No one will buy a dead fish because a dead fish is an old fish. River fish are preferred to sea fish because the sea fish travel around 3 hours to get to the market once they come off the boats at the coast. The river fish came from a local lake or river and spend 15 minutes on a bicycle to get to you. Alive. Seafood is less popular in part because it is more expensive having travelled from the coast and it’s considered more ‘dangerous’ because it’s ‘old’ even though it travels in ice. So, you pick your fish from the paddling pool and as it gasps for some oxygenated water, it is dispatched and prepared while you watch. They’ll do the same with the chickens and ducks. To our eyes a fluffy, quacking, white duck is a long way from the lip smackingly good Peking duck of my local Mount Eden Chinese eatery but of course they all started off feathered and cute, waddling to the local pond.

Where we see unhygienic and cruel, the locals see fresh and hearty.

I started to ponder our own means of growing, dispatching and distributing food and you conclude that many Vietnamese may well consider what we do in our countries to be extremely odd and unhygienic – supermarkets full of ‘old’ food; no vegetables in my local supermarket had their roots in the ground a few hours earlier or fresh fruit the sun upon them for several days. The butchery section is full of meat from animals that were slaughtered in giant abattoirs, no doubt stressed and terrified following a lengthy road trip crammed into stock trucks.

Yet, we have something to teach these people about food preparation and hygiene.

So called ‘Farmers Markets’ are of course making a big comeback or are being set up in the cities and towns of the New World.

In downtown Auckland, a 433 hectare space now home to 45,000 permanent residents with several supermarkets to cater for the rapidly growing permanent population, one thing we are missing is a fresh produce market.
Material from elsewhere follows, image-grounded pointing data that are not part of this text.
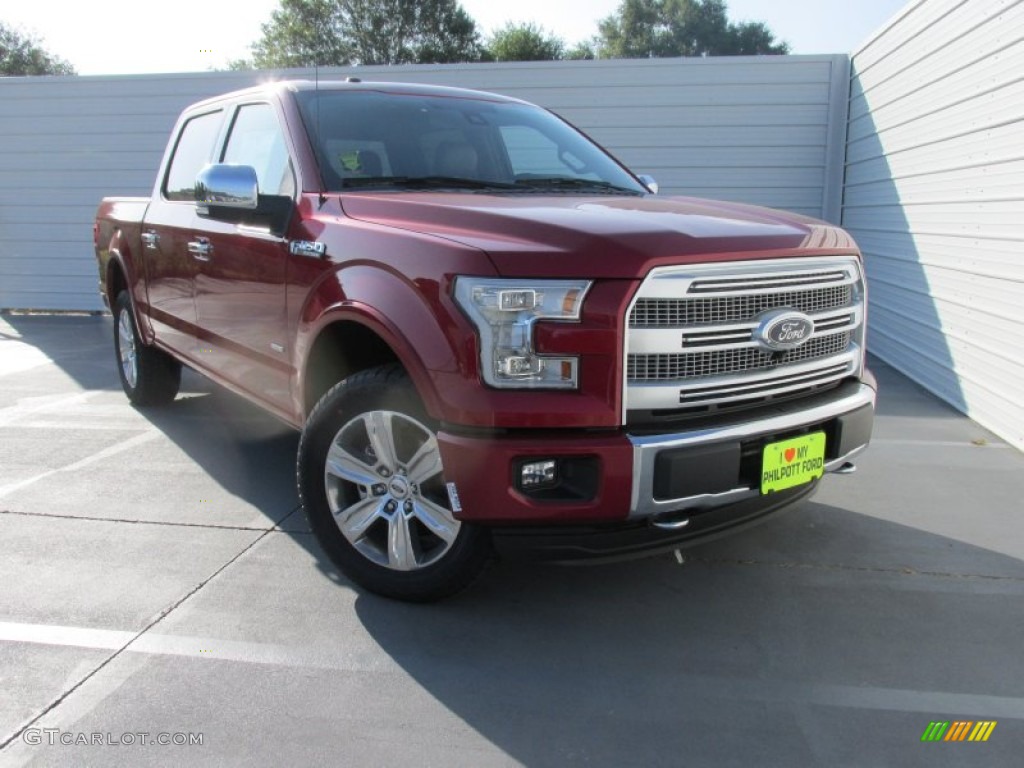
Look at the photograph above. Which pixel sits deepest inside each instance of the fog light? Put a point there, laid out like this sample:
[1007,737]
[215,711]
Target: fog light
[538,474]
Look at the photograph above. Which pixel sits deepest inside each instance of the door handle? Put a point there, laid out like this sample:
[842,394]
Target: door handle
[200,249]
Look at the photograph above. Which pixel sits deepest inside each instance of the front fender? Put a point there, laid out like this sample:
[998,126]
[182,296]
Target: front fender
[410,317]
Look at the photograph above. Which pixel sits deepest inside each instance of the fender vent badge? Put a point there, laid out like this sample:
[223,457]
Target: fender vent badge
[314,249]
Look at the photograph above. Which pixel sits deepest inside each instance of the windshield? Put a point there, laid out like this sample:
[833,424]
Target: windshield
[377,140]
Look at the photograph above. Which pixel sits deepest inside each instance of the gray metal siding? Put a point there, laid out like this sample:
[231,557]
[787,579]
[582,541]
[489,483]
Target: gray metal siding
[934,196]
[763,130]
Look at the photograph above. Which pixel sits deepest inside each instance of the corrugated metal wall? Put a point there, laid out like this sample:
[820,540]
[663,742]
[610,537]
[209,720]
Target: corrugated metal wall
[935,198]
[765,130]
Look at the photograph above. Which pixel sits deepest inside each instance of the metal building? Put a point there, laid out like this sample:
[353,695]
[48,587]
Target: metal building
[932,186]
[934,196]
Many of us, even in Auckland, detest supermarkets, the thought of the ‘weekly shop’ makes people like me gag and we prefer to shop for the evening meal on our way home at one of our smaller deli type mini markets springing up across Auckland. The daily shop of our grandparent’s generation is making a very big comeback.
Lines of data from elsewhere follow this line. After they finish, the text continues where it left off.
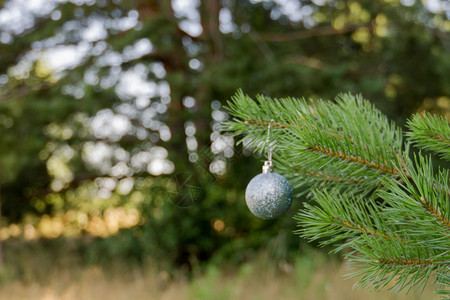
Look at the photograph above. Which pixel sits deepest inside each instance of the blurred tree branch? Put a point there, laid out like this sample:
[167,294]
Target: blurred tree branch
[309,33]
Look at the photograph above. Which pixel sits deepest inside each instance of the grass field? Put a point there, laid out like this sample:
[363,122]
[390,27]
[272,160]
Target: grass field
[311,277]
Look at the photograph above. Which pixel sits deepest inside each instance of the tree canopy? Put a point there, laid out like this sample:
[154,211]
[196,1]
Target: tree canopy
[112,102]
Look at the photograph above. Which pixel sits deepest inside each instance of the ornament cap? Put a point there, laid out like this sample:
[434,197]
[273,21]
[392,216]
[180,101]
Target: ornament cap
[268,166]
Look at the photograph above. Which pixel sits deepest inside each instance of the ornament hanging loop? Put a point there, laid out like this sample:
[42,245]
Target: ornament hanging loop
[268,164]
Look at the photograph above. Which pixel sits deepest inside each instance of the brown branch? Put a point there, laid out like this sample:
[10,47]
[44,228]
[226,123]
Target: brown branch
[364,229]
[434,212]
[352,158]
[325,176]
[402,261]
[266,124]
[438,137]
[306,34]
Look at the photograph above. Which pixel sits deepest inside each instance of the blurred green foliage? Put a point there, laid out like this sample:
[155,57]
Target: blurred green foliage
[395,54]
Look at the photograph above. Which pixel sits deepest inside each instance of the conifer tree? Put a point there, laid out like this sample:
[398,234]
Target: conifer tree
[381,202]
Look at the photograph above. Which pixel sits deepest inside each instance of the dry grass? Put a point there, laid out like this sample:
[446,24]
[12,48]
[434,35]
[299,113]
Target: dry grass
[310,278]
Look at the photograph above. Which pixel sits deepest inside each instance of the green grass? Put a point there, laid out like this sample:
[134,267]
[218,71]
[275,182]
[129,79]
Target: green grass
[42,275]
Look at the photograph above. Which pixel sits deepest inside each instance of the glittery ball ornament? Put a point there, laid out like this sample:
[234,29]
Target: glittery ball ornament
[268,195]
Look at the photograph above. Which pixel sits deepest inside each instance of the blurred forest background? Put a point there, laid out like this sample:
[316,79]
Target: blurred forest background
[111,155]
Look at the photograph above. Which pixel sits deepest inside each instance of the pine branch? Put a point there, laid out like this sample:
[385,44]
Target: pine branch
[430,133]
[344,140]
[368,195]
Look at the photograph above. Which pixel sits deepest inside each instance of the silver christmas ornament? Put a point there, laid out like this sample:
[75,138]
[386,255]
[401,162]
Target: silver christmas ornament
[268,195]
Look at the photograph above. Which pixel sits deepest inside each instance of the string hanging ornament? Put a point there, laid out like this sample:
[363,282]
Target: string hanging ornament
[268,195]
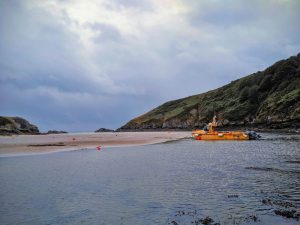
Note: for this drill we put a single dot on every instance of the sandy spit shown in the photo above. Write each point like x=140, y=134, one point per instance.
x=38, y=144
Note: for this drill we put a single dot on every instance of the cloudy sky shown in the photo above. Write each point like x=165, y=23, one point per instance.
x=79, y=65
My wife and I are looking to sell our Mount Eden suburban home and develop a 150sqm space in the city we own to move into. We won’t have room – let alone any desire for – a space taking deep freezer which we will pile high with food. We want fresh.

Although city planners are looking for and encouraging thousands more people to call the Central Business District (CBD) home, local fresh produce markets, so long a feature of European and British cities, have never really taken off in either Australia or New Zealand. I was reading earlier today how, in Barcelona, no one lives more than ten minutes’ walk from one. I wonder if our city planners are setting aside any spaces for such markets? They are more than simply a place to buy food, they serve as social spaces and meeting places and might assist our own Auckland CBD evolve away from booze and clubs to places families want to raise children. If we are serious about this, as I am certain that we are, we are going to increasingly demand such amenities.
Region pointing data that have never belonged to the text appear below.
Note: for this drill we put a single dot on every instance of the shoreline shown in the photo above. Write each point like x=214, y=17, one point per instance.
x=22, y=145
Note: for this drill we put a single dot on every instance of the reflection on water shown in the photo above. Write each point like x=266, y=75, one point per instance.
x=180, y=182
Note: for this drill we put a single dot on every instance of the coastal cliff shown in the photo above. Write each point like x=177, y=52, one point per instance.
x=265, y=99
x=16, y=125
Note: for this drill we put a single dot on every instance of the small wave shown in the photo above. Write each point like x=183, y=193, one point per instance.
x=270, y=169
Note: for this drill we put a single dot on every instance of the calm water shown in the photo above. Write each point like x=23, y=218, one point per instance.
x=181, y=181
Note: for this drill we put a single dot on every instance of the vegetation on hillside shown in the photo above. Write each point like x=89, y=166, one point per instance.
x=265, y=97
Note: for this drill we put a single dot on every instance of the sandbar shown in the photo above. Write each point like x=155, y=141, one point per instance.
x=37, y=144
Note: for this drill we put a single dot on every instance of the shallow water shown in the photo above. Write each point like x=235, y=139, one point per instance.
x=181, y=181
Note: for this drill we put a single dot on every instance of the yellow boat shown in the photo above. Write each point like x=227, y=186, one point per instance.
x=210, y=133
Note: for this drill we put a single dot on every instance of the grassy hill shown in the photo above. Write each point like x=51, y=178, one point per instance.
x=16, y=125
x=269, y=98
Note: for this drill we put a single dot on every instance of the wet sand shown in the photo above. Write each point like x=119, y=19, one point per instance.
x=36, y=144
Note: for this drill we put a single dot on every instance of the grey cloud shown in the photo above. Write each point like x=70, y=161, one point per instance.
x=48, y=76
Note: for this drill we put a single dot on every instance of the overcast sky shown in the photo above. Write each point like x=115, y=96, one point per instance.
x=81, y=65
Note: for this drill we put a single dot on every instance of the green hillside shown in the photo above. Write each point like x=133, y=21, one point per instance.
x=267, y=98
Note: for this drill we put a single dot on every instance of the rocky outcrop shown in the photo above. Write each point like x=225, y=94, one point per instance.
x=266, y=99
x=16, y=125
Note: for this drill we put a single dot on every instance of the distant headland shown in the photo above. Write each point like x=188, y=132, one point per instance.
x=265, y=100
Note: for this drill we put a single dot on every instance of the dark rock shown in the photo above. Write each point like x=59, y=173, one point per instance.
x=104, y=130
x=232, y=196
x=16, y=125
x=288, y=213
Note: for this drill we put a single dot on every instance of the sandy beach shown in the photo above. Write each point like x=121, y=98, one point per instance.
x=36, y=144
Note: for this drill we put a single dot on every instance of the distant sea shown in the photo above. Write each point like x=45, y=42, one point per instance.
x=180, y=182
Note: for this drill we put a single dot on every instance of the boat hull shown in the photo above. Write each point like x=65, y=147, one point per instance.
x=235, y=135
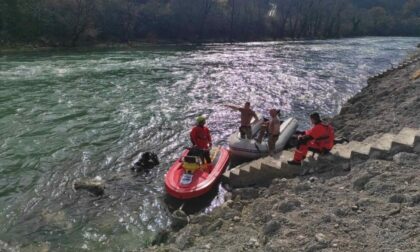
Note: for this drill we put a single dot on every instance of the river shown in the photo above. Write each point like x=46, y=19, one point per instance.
x=67, y=114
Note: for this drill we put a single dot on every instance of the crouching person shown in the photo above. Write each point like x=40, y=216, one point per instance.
x=320, y=139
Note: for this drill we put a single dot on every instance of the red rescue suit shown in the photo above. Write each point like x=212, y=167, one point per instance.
x=200, y=137
x=322, y=139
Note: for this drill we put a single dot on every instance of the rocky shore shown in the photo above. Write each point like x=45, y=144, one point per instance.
x=374, y=206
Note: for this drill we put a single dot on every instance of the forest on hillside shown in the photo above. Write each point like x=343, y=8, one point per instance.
x=75, y=22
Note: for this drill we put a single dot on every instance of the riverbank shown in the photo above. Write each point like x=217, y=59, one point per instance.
x=373, y=207
x=34, y=47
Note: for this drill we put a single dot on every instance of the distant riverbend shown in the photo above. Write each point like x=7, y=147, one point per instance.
x=66, y=114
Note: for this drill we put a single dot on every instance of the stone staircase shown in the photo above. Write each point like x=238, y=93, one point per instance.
x=395, y=68
x=342, y=156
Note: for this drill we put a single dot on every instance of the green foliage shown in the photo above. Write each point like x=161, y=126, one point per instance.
x=71, y=22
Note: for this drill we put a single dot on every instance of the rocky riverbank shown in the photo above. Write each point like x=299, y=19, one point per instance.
x=375, y=206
We don’t have to be slaughtering goats in the gutters and of course we’d expect different standards to the old quarter of Hanoi, but one thing that the stroll around the market with the chef taught me was to see what was in front of my eyes in a new way.

In a way, it was kind of obvious – I haven’t met anyone, let alone a poor person, who, if they cannot work because they get food poisoning and who does not have a first world health care system or welfare to fall back on, would ever display, prepare or sell vegetables, fruit or meat in a way that turns their customers off returning because they got sick.

Until I had the benefit of being with a local chef who could explain the local ways for a morning, I really had no clue. I will never look at a wet market in the same way and hope if we set aside space for something similar in downtown Auckland we might not get ourselves all tied up in food hygiene rules and regulations…many of our recent migrants from Asia will thank us for it.

And we might thank them for teaching us our way isn’t always the only way.